Getting up in the middle of the night is one of my top five annoyances about being an amputee. I cannot simply stand up and walk away. In the middle of the night, the inconvenience of being an amputee frustrates me.
I have to put on my leg before I can get away from the snoring freight train. Yes, it is only a few simple steps, but the fact that I have to do it in the wee hours of the morning makes the process seem labor intensive. I hate having to put on my leg in the middle of the night. I find that this everyday, typically mundane activity somehow angers me when I have to do it at 2:00 AM.

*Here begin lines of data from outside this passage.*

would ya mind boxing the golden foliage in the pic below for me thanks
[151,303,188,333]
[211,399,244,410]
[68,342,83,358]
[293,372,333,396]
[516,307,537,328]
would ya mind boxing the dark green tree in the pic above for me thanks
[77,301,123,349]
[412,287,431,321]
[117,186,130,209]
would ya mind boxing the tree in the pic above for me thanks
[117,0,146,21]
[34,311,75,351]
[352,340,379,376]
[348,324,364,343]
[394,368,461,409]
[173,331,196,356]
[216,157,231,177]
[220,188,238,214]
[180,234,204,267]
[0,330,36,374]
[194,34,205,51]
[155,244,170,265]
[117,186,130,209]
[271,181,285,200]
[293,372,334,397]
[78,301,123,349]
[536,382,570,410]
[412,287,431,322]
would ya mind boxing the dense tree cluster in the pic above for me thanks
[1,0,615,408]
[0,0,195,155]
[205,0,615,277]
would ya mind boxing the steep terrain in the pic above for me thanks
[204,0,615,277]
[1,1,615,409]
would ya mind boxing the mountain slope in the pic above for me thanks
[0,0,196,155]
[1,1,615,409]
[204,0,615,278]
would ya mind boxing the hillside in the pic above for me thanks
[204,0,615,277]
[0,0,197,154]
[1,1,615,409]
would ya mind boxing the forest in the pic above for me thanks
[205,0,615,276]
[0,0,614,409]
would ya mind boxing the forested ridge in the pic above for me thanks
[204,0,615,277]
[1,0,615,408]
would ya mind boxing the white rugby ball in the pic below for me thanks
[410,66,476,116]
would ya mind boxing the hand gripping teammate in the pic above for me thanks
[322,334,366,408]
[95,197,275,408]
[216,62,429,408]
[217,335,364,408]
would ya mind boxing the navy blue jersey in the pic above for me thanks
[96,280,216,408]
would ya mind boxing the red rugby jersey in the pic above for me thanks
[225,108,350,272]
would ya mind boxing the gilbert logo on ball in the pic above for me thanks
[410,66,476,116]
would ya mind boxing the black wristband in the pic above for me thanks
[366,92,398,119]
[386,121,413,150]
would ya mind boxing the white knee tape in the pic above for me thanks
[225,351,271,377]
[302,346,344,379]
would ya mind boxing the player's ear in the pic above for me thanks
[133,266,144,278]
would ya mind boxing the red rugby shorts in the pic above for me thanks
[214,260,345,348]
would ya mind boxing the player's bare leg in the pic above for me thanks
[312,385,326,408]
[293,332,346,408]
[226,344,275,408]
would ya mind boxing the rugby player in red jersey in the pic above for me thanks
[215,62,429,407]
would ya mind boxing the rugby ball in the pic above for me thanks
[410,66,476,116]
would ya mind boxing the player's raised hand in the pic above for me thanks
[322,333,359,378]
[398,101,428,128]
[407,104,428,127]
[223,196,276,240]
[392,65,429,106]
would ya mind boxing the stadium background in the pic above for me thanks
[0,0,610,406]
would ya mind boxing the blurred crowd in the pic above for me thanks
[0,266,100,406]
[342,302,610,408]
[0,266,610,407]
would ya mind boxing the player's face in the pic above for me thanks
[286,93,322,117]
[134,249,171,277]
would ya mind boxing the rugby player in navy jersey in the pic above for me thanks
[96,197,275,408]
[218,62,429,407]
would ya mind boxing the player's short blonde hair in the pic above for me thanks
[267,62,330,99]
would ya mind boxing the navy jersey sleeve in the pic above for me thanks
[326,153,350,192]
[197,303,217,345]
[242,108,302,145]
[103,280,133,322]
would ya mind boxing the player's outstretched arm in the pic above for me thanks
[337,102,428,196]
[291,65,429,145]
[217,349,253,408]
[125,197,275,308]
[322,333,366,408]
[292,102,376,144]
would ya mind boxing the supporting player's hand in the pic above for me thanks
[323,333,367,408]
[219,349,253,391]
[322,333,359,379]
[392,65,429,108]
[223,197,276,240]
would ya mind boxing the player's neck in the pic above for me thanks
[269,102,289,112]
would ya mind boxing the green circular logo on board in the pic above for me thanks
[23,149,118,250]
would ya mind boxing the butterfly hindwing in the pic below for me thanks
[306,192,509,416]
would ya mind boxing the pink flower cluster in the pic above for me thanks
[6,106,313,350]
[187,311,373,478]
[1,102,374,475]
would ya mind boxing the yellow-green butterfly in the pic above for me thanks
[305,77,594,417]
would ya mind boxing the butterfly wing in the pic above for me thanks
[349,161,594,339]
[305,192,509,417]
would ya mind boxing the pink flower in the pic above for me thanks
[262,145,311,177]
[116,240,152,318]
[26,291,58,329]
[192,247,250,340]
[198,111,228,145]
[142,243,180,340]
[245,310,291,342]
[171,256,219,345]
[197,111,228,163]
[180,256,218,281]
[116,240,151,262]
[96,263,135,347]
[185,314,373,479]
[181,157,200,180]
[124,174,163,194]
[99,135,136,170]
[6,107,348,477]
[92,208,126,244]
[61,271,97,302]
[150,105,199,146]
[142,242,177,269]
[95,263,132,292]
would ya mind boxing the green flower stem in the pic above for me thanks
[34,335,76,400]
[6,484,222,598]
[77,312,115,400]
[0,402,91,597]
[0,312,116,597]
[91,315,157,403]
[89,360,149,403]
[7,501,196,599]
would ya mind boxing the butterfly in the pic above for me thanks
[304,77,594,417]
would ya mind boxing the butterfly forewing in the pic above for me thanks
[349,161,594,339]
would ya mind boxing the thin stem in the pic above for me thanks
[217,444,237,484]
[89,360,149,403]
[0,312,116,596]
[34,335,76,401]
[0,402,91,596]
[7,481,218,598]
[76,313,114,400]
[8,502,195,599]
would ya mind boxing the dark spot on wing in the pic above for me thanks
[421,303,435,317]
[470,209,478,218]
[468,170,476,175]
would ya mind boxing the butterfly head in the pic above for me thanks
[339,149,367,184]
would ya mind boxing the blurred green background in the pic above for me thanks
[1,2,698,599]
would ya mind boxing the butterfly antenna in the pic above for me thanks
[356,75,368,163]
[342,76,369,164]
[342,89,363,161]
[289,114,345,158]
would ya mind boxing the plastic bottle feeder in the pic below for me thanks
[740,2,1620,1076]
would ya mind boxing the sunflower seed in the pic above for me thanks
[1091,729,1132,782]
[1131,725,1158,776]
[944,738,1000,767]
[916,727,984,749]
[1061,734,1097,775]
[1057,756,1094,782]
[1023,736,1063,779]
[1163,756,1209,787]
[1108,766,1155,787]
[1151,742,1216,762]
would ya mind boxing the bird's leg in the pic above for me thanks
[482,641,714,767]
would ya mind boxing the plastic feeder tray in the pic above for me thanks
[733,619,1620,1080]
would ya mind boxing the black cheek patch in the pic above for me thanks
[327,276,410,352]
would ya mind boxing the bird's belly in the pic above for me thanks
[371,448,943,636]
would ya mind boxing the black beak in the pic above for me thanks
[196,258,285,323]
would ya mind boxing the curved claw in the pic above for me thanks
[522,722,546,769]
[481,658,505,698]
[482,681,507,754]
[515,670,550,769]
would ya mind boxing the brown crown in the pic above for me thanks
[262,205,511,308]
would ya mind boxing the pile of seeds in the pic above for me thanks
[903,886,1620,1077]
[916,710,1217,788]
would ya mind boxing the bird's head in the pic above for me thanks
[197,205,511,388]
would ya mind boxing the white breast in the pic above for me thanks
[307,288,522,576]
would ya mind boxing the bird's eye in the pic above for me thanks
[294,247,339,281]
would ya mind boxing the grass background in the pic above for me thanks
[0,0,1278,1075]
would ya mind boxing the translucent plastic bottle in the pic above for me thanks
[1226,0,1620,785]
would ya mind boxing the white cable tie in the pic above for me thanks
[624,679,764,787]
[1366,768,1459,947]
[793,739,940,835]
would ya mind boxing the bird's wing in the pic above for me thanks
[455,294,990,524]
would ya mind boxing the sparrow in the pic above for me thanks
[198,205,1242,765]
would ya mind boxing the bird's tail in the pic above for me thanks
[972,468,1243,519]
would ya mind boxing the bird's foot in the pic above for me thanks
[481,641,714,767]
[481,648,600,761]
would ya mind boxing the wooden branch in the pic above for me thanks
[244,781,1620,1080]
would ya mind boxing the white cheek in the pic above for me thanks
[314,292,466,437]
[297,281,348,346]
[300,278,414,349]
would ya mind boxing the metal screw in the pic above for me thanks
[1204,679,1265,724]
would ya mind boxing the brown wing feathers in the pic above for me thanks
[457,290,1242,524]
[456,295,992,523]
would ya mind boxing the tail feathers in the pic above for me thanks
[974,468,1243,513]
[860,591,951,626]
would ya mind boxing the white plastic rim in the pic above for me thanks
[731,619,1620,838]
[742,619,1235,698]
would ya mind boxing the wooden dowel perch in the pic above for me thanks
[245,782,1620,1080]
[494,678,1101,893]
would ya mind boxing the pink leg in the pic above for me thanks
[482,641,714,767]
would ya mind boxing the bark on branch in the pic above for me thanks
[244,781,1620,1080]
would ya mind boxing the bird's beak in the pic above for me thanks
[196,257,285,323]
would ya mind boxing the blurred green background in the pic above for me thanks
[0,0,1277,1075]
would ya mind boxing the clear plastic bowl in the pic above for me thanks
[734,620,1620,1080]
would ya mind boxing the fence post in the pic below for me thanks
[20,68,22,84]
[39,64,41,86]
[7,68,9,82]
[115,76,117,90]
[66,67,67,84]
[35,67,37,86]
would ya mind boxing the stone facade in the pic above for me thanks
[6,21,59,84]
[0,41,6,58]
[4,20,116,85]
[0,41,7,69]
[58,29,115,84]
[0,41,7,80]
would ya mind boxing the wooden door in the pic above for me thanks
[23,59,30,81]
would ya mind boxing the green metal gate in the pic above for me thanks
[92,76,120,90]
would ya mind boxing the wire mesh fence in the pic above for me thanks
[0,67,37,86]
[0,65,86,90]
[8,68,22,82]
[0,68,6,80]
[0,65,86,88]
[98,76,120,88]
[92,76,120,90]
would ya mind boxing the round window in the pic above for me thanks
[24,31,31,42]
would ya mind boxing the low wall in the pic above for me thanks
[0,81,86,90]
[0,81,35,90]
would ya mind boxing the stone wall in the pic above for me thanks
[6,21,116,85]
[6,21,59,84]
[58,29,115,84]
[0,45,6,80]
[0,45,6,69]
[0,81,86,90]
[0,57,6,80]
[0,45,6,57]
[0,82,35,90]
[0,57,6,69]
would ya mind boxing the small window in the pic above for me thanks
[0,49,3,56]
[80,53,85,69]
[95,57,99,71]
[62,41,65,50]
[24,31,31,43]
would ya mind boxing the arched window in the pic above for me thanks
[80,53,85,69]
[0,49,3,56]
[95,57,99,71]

I have found myself lying in bed, lamenting the fact that I'm an amputee and dreading the extra time it will take me to put on my leg. These feelings sound strange in the daylight, but somehow at night, they are very real. I have tried reasoning with myself during these times, but the combination of the freight train whistling next to me and my own exhaustion seem to keep reason at bay. I always find myself feeling disabled, and I hate it!
Eventually my will to flee the intrusive sound wins, and I put on my leg. I grab my pillow, typically making sure that it bops him in the head as it is removed from the bed, and I make my way to the couch. It only takes a minute or two for me to transition from our bedroom to the living room sofa, but I assure you I hate every single moment.
Scott will call me from work, chipper and well-rested. When the good cheer is not returned, I will be accused of being hormonal and grumpy. Although he recognizes the inconvenience of my having to sleep on the couch, he is completely unaware of the emotional turmoil the process causes in the middle of the night. He attributes my mood to being stiff and tired. He is only partially correct.
Since putting on my leg is a reality of life and something which I do daily, it shouldn't be a big deal. In the middle of the night, this simple task becomes more than putting on a liner and stepping into a socket. For me, it becomes a symbol of all of the obstacles which are confronted by living with limb loss. I suppose that, unless you are an amputee, it is difficult to understand.